Gov. Andrew Cuomo (Photo by Mario Tama/Getty Images)

Gov. Andrew Cuomo (Photo by Mario Tama/Getty Images)

Gov. Andrew Cuomo shot down a report Monday that he’s been telling confidantes he knows he can’t run for president in 2016 if Hillary Clinton enters the race.

“There is no truth to the assertion that I’m talking presidential politics and strategy and what Hillary Clinton should do or shouldn’t do or what I’m doing presidentially,” Mr. Cuomo told WCNY’s Susan Arbetter this morning.

“The only discussions I’m having are about how to help the state, how to get the state running, how to make the government a better government,” he added. “And to the extend I’m focusing on politics, it’s my race next year.”

The remarks came in response to a story by the New York Post’s Fred Dicker, whose once-cozy relationship with the Governor has grown increasingly chilly in recent month. Mr. Dicker claimed that Mr. Cuomo is now resigned to the fact that there’s no chance he can mount a run for the White House if Ms. Clinton  decides to enter the race–an assertion Mr. Cuomo dismissed as “Monday rumors” without referencing Mr. Dicker by name.

“As you know, I go to great lengths not to engage in politics writ large, but especially not presidential politics,” he maintained. “Hillary Clinton is gonna do whatever Hillary Clinton’s gonna do and I’m doing what I’m doing and I’m focusing on running this state and doing it the best I can and that’s all there is to that,” he said.

“I understand the press appeal of presidential politics,” he said. “But no, I’m doing what I’m doing.”

Mr. Cuomo also insisted that there’s been no change to his approach to governing—despite Mr. Dicker’s lamentations that he’s swung to the left this year in an attempt to court Democratic Party Party brass, with major pushes for gun control legislation and a new women’s equality bill.

And he rejected speculation that his agenda will have to change because of his sliding poll numbers, which, Ms. Arbetter noted, could make his 2014 re-election bid substantially more difficult.

“I think the agenda that I laid out in the State of the State is the same agenda we’ve been pursuing. So we started this in January. It is an agenda that is socially progressive and fiscally responsible. I’ve been doing the same thing since the day I was elected,” he said.

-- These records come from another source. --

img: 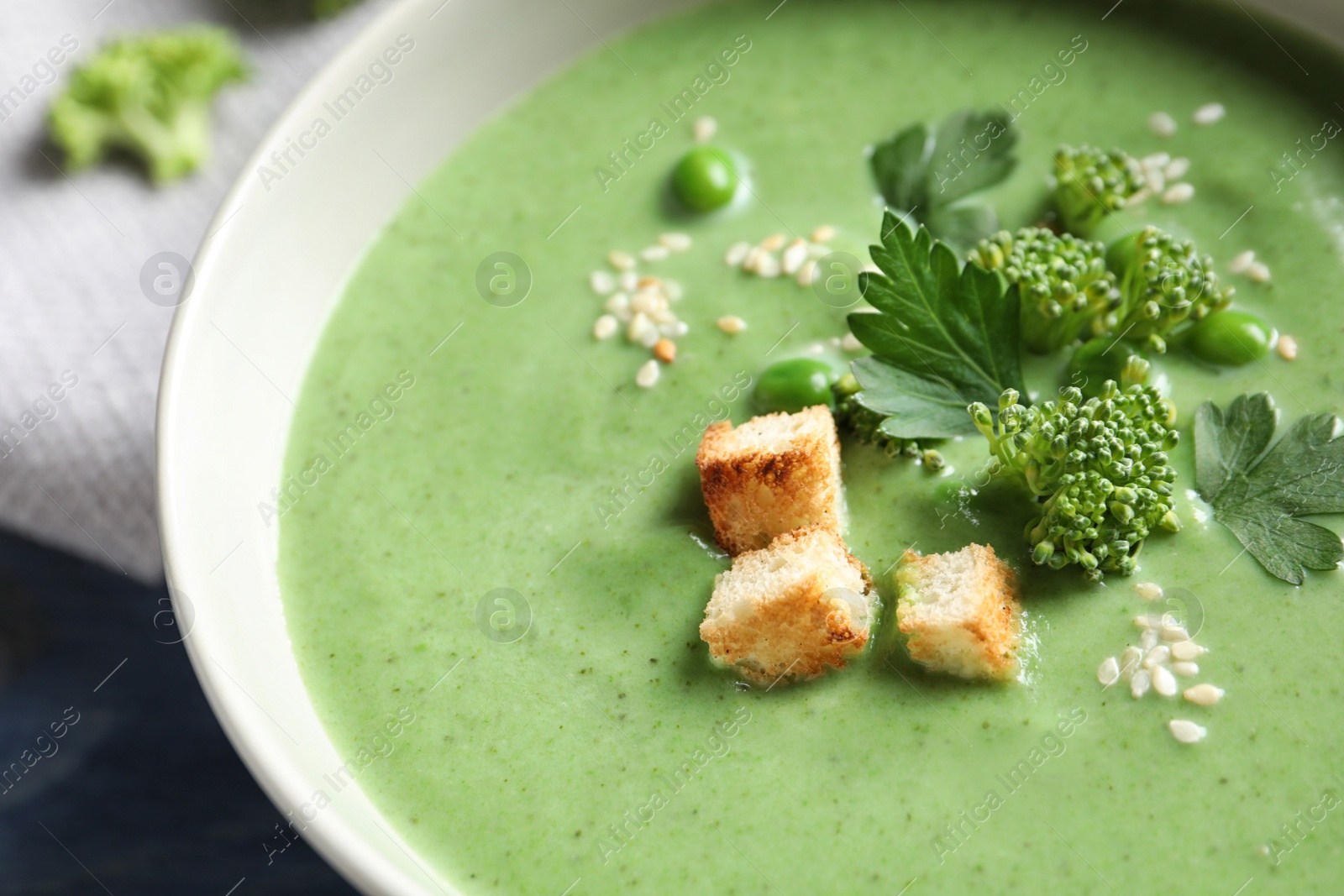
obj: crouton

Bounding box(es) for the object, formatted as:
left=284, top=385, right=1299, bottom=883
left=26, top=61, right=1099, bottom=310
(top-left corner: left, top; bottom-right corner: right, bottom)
left=695, top=405, right=844, bottom=555
left=896, top=544, right=1021, bottom=679
left=701, top=525, right=876, bottom=685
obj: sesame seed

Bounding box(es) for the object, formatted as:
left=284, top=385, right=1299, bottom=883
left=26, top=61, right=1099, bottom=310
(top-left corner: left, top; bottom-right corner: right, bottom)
left=1163, top=184, right=1194, bottom=206
left=1194, top=102, right=1227, bottom=125
left=1167, top=719, right=1208, bottom=744
left=1153, top=666, right=1176, bottom=697
left=1129, top=669, right=1153, bottom=700
left=1097, top=657, right=1120, bottom=688
left=1134, top=582, right=1163, bottom=600
left=1185, top=684, right=1227, bottom=706
left=659, top=233, right=690, bottom=253
left=1227, top=250, right=1255, bottom=274
left=634, top=358, right=663, bottom=388
left=715, top=314, right=748, bottom=333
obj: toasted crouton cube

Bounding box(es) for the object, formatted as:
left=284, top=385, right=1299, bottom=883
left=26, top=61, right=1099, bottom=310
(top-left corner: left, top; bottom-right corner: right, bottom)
left=896, top=544, right=1021, bottom=679
left=701, top=525, right=876, bottom=685
left=695, top=405, right=844, bottom=555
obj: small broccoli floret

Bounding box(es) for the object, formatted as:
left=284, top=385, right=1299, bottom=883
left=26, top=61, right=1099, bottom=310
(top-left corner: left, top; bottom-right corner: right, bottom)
left=969, top=381, right=1180, bottom=579
left=50, top=25, right=246, bottom=183
left=1107, top=227, right=1236, bottom=354
left=970, top=227, right=1120, bottom=354
left=1055, top=145, right=1147, bottom=237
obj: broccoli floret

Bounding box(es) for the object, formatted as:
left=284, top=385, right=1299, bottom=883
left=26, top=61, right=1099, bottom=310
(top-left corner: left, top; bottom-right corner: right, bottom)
left=1055, top=145, right=1147, bottom=237
left=969, top=381, right=1180, bottom=579
left=50, top=25, right=246, bottom=183
left=970, top=227, right=1120, bottom=354
left=1107, top=227, right=1236, bottom=354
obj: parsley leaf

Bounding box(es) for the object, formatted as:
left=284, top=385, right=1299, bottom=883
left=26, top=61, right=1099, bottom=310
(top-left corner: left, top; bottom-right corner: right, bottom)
left=1194, top=392, right=1344, bottom=584
left=849, top=217, right=1023, bottom=438
left=869, top=110, right=1017, bottom=249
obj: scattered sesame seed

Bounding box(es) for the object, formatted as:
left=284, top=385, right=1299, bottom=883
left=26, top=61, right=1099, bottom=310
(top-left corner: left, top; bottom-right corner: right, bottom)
left=1185, top=684, right=1227, bottom=706
left=1167, top=719, right=1208, bottom=744
left=1152, top=666, right=1176, bottom=697
left=1163, top=184, right=1194, bottom=206
left=1227, top=250, right=1255, bottom=274
left=1129, top=669, right=1153, bottom=700
left=659, top=233, right=690, bottom=253
left=1097, top=657, right=1120, bottom=688
left=723, top=242, right=751, bottom=267
left=1134, top=582, right=1163, bottom=600
left=1194, top=102, right=1227, bottom=125
left=634, top=358, right=663, bottom=388
left=715, top=314, right=748, bottom=333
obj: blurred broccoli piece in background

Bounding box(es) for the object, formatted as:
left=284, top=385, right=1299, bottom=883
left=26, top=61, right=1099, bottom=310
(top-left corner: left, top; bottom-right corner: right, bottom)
left=50, top=25, right=247, bottom=184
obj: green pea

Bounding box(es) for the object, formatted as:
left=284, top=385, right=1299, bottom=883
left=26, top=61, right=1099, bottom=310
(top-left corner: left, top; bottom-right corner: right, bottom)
left=1189, top=311, right=1277, bottom=367
left=672, top=146, right=739, bottom=212
left=1068, top=336, right=1147, bottom=398
left=755, top=358, right=836, bottom=414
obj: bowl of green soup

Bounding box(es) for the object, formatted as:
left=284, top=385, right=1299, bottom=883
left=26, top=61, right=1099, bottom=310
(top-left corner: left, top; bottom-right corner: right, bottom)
left=157, top=0, right=1344, bottom=896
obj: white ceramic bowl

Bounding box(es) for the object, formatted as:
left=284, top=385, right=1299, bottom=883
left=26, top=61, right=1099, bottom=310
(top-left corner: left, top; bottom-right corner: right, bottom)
left=157, top=0, right=1344, bottom=896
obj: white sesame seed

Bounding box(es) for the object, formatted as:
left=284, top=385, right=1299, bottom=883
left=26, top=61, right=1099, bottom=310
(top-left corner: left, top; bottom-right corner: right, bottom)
left=1134, top=582, right=1163, bottom=600
left=1129, top=669, right=1153, bottom=700
left=1163, top=626, right=1189, bottom=642
left=659, top=233, right=690, bottom=253
left=1147, top=112, right=1176, bottom=137
left=715, top=314, right=748, bottom=333
left=1153, top=666, right=1176, bottom=697
left=1194, top=102, right=1227, bottom=125
left=634, top=358, right=663, bottom=388
left=1172, top=641, right=1208, bottom=663
left=1167, top=719, right=1208, bottom=744
left=1185, top=684, right=1227, bottom=706
left=1227, top=250, right=1255, bottom=274
left=1163, top=184, right=1194, bottom=206
left=1097, top=657, right=1120, bottom=688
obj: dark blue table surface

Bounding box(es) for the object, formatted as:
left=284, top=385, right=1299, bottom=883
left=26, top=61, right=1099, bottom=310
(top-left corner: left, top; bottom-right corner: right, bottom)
left=0, top=535, right=354, bottom=896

“It’s been about getting the state’s economy running and measures to create and incentivize job creation all across the state—but especially upstate–and how does New York regain its mantle as being socially progressive,” he said, pointing to marriage equality as an example of  left-leaning legislation passed early on in his term.

“The duality of the agenda that I started is what we’re going to continue on,” he said.

He also rejected the idea that his ability to move his agenda forward has been hampered by his sliding poll numbers, which nonetheless remain strong.

“I don’t think the legislature passes a bill because of a governor’s popularity,” he argued. “It tends to be the popularity of the issue and their stance on their issues, which is what it should be,” he said, arguing that helping fiscally distressed upstate cities, women’s equality and legalizing casinos were all “very popular issues.”

“I don’t think legislators are going to want to go home to their districts saying, you know, ‘I voted against cleaning up Albany, I voted against helping upstate cities, I voted against women’s equality,’” he said.